Bundle your server certificate, private key, and CA chain into a single .p12 archive:

openssl pkcs12 -export \
  -in server.crt \
  -inkey server.key \
  -certfile ca.crt \
  -out server.p12 \
  -name "{{SERVER_ALIAS}}" \
  -passout pass:<P12_PASSWORD>
  • server.p12: PKCS#12 archive containing your key and certificates
  • <P12_PASSWORD>: Password to unlock the archive — use a strong secret!

6. Configure the KMS Server (kms.toml)

Below is a template kms.toml.
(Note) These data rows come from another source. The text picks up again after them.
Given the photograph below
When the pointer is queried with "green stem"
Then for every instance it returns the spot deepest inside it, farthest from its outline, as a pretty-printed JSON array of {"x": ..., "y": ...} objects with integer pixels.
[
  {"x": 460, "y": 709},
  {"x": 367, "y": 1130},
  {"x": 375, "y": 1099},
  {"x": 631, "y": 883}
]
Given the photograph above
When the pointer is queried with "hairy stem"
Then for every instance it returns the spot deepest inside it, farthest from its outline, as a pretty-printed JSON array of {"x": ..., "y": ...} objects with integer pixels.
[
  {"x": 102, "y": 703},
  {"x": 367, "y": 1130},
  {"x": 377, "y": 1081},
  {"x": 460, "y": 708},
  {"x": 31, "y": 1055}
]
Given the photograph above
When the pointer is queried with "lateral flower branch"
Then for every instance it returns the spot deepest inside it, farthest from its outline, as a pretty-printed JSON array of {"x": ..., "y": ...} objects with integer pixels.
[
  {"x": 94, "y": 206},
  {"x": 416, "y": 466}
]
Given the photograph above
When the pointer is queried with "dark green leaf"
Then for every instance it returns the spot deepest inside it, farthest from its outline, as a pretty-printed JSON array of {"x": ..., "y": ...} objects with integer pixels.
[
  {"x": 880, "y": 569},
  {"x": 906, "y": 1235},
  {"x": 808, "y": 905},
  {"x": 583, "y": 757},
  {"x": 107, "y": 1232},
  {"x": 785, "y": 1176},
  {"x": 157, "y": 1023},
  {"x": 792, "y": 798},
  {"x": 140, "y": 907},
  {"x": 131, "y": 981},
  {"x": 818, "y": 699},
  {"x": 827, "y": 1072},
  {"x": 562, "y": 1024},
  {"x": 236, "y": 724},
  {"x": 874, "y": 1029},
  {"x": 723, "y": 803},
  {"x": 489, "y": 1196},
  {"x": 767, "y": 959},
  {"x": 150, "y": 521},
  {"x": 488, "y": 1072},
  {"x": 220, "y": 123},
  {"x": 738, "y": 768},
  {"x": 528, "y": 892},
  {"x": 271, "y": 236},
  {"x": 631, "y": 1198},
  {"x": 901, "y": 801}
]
Update file paths, usernames, and passwords as required:

# General Configuration
default_username = "<USERNAME>"
force_default_username = false
socket_server_start = true

[http]
port = 9998
hostname = "0.0.0.0"
# TLS configuration moved to [tls] section
# See the [tls] section below for certificate configuration
authority_cert_file = "/etc/ssl/{{ORG_NAME}}_certs/ca.crt"

Start the KMS with:

systemctl start cosmian_kms

vCenter Integration

Step 1: Go on your vCenter UI and add a Key Provider

Step 1 – Go on vCenter configuration and set KMS
Figure 1: Step 1 – Go on vCenter configuration and set KMS

Step 2: Add new Standard KMS Provider

Step 2 – Add KMS provider in vCenter
Figure 2: Step 2 – Add KMS provider in vCenter

Step 3: Set up your Standard Key Provider

Step 3 - Set your Cosmian KMS
Figure 3: Step 3 - Set your Cosmian KMS

Step 4: Trust the newly added Cosmian KMS

Step 4 - Set your Cosmian KMS
Figure 4: Step 4 - Set your Cosmian KMS

Step 5: Establish Trust with the Cosmian KMS

Step 5 - Set your Cosmian KMS
Figure 5: Step 5 - Set your Cosmian KMS


Step 5 - Set your Cosmian KMS
Figure 6: Step 5 - Set your Cosmian KMS


Step 5 - Set your Cosmian KMS
Figure 7: Step 5 - Set your Cosmian KMS

Step 6: Go on the KMS server and get .crt and .key certificates

Step 6 - Get KMS certificates
Figure 8: Step 6 - Get KMS certificates

Step 7: Upload KMS Credentials and establish trust

Step 7 - Upload KMS Credentials
Figure 9: Step 7 - Upload KMS Credentials

Step 8: Your KMS is connected

Step 8 - Set your Cosmian KMS
Figure 10: Step 8 - Set your Cosmian KMS

Bonus: Encrypt your Virtual Machine

Step 9 – Final verification screen
Figure 11: Step 9 – Final verification screen


Keep all private keys secure and back up your CA key (ca.key) offline in an encrypted vault.